Yesterday was my birthday and I took my traditional long hike. I love hiking and Virginia is one of the greatest locations for hikes in the United States. I decided to re-hike the Little Devil’s stairs, a demanding hike in the Shenandoah that starts with two miles of climbing up the side of beautiful waterfalls. The end of the hike however proved to be one of the more memorable conclusions to a hike in over 30 years of hiking. These are some of the pictures that I took, but it does not include the one picture that would have settled a debate over the long rumored mountain lion in the Shenandoah.
I had taken the blue trail and finished the arduous over eight mile hike when I took a wrong turn and ended up climbing another mountain. Near the top I came around the corner and came face to face with what I would swear was a mountain lion. I am used to seeing black bear and bobcats in the Shenandoah. This was a large tan cat that looked every inch a cougar. I backed away down the trail to give him space. Ten minutes later I returned and the cat returned. I slowly went back down again and stopped and listened. When I started to descend again, the cat was now behind me. I walked back up the mountain and stopped. I then saw the cat moving opposite me in the forest. It seemed to be circling. Unfortunately, my cellphone was almost dead (after dealing with some problems on the blog ironically). I was able to reach a ranger through Leslie at home who told me to remain still and that a ranger was being dispatched. I stood there contemplating the curiosity of being killed by a mountain lion — something that would make the standard Hallmark card condolences card rather difficult for family and friends.
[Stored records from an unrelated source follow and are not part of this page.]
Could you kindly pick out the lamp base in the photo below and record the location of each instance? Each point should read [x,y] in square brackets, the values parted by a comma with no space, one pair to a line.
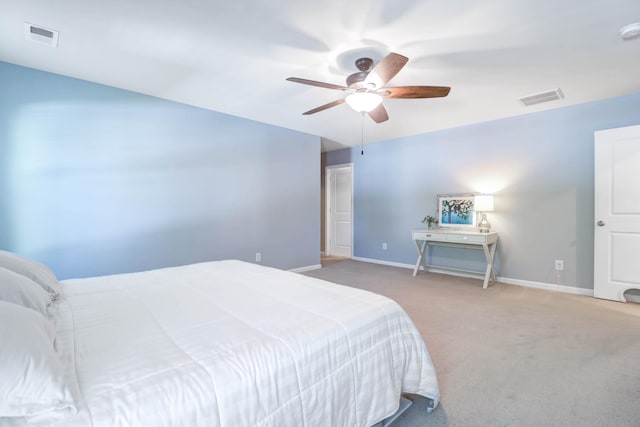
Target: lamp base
[483,225]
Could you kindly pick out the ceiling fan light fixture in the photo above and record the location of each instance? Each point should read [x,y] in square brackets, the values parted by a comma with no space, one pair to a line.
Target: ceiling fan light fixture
[363,102]
[630,31]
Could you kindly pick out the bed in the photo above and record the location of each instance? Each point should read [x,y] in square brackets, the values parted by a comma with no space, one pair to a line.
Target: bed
[225,343]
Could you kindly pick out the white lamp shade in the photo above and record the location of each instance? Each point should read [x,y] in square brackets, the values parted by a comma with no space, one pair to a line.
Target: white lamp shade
[483,203]
[363,102]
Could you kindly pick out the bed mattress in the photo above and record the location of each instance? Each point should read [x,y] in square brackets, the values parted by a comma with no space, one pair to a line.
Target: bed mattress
[229,343]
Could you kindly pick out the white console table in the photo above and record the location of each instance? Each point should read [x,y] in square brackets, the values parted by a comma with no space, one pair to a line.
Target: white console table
[487,242]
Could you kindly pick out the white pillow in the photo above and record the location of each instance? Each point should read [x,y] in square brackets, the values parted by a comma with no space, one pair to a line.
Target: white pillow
[31,377]
[21,290]
[35,271]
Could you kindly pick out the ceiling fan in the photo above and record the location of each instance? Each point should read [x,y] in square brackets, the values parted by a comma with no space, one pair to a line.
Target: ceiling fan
[366,87]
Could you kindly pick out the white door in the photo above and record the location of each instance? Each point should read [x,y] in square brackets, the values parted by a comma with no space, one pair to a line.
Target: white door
[617,212]
[340,210]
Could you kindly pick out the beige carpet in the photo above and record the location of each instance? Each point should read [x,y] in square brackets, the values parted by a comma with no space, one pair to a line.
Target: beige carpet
[513,356]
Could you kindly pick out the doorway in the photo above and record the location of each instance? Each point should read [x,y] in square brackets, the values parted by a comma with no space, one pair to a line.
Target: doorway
[339,211]
[617,214]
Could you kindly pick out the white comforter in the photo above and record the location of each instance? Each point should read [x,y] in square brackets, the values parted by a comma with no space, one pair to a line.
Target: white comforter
[232,344]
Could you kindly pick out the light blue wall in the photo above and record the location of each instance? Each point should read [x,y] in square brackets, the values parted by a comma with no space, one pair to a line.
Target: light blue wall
[539,166]
[97,180]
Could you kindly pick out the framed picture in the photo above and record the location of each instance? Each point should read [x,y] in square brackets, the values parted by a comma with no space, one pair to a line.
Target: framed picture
[456,210]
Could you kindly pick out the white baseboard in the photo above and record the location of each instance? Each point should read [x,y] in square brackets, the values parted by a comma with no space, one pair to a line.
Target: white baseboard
[548,286]
[517,282]
[307,268]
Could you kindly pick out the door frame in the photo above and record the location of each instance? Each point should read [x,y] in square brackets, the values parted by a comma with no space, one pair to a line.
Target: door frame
[329,172]
[604,285]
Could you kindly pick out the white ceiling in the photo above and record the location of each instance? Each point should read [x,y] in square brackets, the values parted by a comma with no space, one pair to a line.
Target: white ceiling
[233,56]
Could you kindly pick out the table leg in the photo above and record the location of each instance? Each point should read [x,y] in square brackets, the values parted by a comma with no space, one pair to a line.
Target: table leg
[489,253]
[420,249]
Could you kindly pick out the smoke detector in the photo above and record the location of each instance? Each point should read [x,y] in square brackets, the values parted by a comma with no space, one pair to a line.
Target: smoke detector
[630,31]
[39,34]
[539,98]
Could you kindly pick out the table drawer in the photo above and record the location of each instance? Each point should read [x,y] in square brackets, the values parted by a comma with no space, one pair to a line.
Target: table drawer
[461,238]
[435,237]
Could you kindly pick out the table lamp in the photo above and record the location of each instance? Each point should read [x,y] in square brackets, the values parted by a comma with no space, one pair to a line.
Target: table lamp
[483,204]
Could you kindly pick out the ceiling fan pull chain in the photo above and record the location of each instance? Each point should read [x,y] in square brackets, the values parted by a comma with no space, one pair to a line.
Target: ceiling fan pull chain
[362,133]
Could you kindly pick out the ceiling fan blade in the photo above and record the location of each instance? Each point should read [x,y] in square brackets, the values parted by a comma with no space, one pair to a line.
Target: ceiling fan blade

When the ranger arrived, he told me that the assumption was that it was a very large bobcat who was angry at my stumbling upon a den or cub. That could be, but I have to say that the markings and size were nothing like any bobcat that I have seen. It was pure tan with no other markings or spots and three to four times the normal size of a bobcat. It looked very much like a mountain lion which are found in Virginia but not normally in this part of the Shenandoah. However there have been a series of reported sightings from hikers of a mountain lion in the area — prompting the placement of cameras and bait to try to solve the mystery.
I told the ranger (who was a wonderful professional) about scat that I had spotted down the trial with what appeared to be deer fur. I was able to take him to it and he collected it for testing. I also described seeing very large cat prints down the trail. As I accompanied the ranger on this impromptu lion hunt, I learned a huge amount not just about the animals but the park service. These rangers do a remarkable and inspiring job. We are incredibly fortunate to have these men and women patrolling our forests and rescuing and protecting hikers. Whether it was a huge uncharacteristically aggressive bobcat or the long-rumored mountain lion, it was still an exciting birthday hike either way.
Obviously, the whole Shenandoah is safe and indeed our national parks remain one of the safest forms of recreation. These parks are also the most popular federal programs and the worst funded in the federal system.